Kepler-452 si conferma come una delle giovani realtà creative più interessanti e originali della scena teatrale contemporanea italiana.
Straniante e ironico, potente e vero, profondo e disarmante: l’ultimo lavoro di Kepler-452 “F.Perdere le cose” ha la capacità di interrogarsi costantemente, indagando la realtà, senza avere l’ambizione di darsi tutte le risposte, ma piuttosto concentrandosi sul porsi le domande giuste con onestà e coerenza.

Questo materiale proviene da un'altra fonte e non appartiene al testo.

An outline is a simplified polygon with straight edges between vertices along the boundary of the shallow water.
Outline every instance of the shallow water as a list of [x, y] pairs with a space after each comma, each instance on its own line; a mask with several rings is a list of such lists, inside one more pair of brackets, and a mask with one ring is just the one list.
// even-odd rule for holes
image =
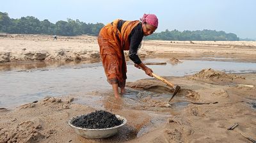
[[[147, 59], [144, 62], [166, 62], [166, 59]], [[213, 68], [227, 73], [256, 72], [255, 63], [183, 60], [182, 63], [148, 65], [160, 76], [182, 77], [204, 68]], [[28, 64], [26, 65], [26, 64]], [[94, 63], [61, 64], [45, 66], [42, 63], [21, 63], [7, 68], [0, 64], [0, 107], [10, 107], [42, 99], [47, 96], [77, 94], [81, 98], [91, 92], [111, 91], [100, 62]], [[33, 66], [31, 68], [31, 66]], [[42, 65], [44, 65], [42, 66]], [[10, 66], [10, 65], [8, 65]], [[29, 67], [26, 68], [26, 67]], [[22, 69], [22, 70], [20, 70]], [[127, 63], [127, 81], [149, 77], [141, 70]], [[130, 93], [133, 94], [133, 93]], [[128, 96], [128, 95], [127, 95]], [[91, 98], [93, 101], [93, 97]], [[100, 100], [99, 98], [99, 100]]]

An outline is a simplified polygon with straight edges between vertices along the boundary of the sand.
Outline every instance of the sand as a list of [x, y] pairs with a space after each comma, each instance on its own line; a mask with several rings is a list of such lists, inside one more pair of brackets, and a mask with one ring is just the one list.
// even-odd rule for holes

Con questa secondo lavoro, nato dalla collaborazione con ERT Fondazione, Kepler-452, collettivo teatrale bolognese nato nel 2015 dall’incontro tra Nicola Borghesi, Enrico Baraldi e Paola Aiello, si conferma come una delle giovani realtà creative più interessanti e originali della scena teatrale contemporanea italiana.
F. Perdere le cose è un’indagine che ruota intorno al concetto di perdita, alla sensazione di smarrimento che una perdita porta con sé: la perdita implica un’assenza, un vuoto a cui Kepler cerca con garbo e rispetto di dare forma e voce.
F. storia di un incontro, epilogo di una sconfitta
F. è una storia che nasce da un incontro avvenuto a Bologna, in un dormitorio per senzatetto con problemi sanitari, tra Nicola Borghesi, Enrico Baraldi, Paola Aiello e F., un immigrato nigeriano di 42 anni, nato a Warri, «magro, affascinante» vucumprà con venti fratelli e sorelle e innumerevoli nomi - perché nel villaggio da cui viene «ogni persona può dare un nome a te che sei nato lì»: F. è una presenza perturbante, ma fondamentale.
Alla domanda «E tu chi sei?» che Borghesi pone a quell’uomo confuso, F. risponde con un laconico e conciso «Io sono io».
La storia di F. è quella di un’emarginazione forzata, di una solitudine profonda e radicata: una vita la sua impregnata di dolore e dignità. F. è un’anomalia, un errore del sistema, un paradosso: ha perso il permesso di soggiorno e il passaporto, condizioni necessarie per avere la possibilità di trovare un lavoro e il diritto a un rinnovo di quello stesso permesso che gli garantirebbe l’accesso a un’occupazione. F. è di fatto un clandestino, un immigrato ed essendo sprovvisto di documenti non può salire sul palco - non potrebbe nemmeno trovarsi all’interno dei confini nazionali: a lui non è possibile stilare il certificato di agibilità, condizione necessaria per andare in scena.
F. Perdere le cose è l’epilogo di una sconfitta, la testimonianza di un tentativo fallito: infatti non si assisterà mai allo spettacolo che Aiello, Baraldi e Borghesi avrebbero voluto costruire insieme ad F.
La sfida di Kepler: indagare il quotidiano
La sfida che affronta magistralmente Kepler è portare in scena l’assenza, facendola diventare una presenza ingombrante nel suo essere assente, mancante: proprio perché F. non è da nessuna parte è ovunque.
Kepler prende una posizione precisa nei confronti della realtà, che interroga quotidianamente, nel tentativo di scardinarne i confini e di metterne in discussione le tacite convenzioni. Il collettivo bolognese esplora le molteplici declinazioni della contemporaneità, individua nella società e nella cronaca, nella vita quotidiana delle persone comuni il fulcro principale della propria indagine.
Lo spettacolo di fatto è un’indagine e una messa in scena della realtà, senza però cedere al realismo, ma demistificando continuamente forma e contenuto, rendendo sempre evidente la macchina teatrale e il suo operato. L’impianto drammaturgico e registico è originale, efficace, intelligente e funzionale.
In questa opera i confini dello spazio teatrale non sono più gli stessi, di fatto il confine tra palco e platea, tra scena e pubblico non è più così netto, ma si fa labile e sottile, a tratti invisibile e in questi frangenti si assiste a un incontro, unico e speciale, in cui, parafrasando Grotowski vengono attraversate le frontiere tra le persone. “Il teatro non è indispensabile. Serve ad attraversare le frontiere fra te e me” affermava il celebre regista polacco.
F. Perdere le cose è un’istantanea che fotografa una realtà poco patinata, cruda, vera e tragicamente comune, ma nella sua brutale verità di struggente poesia e forza.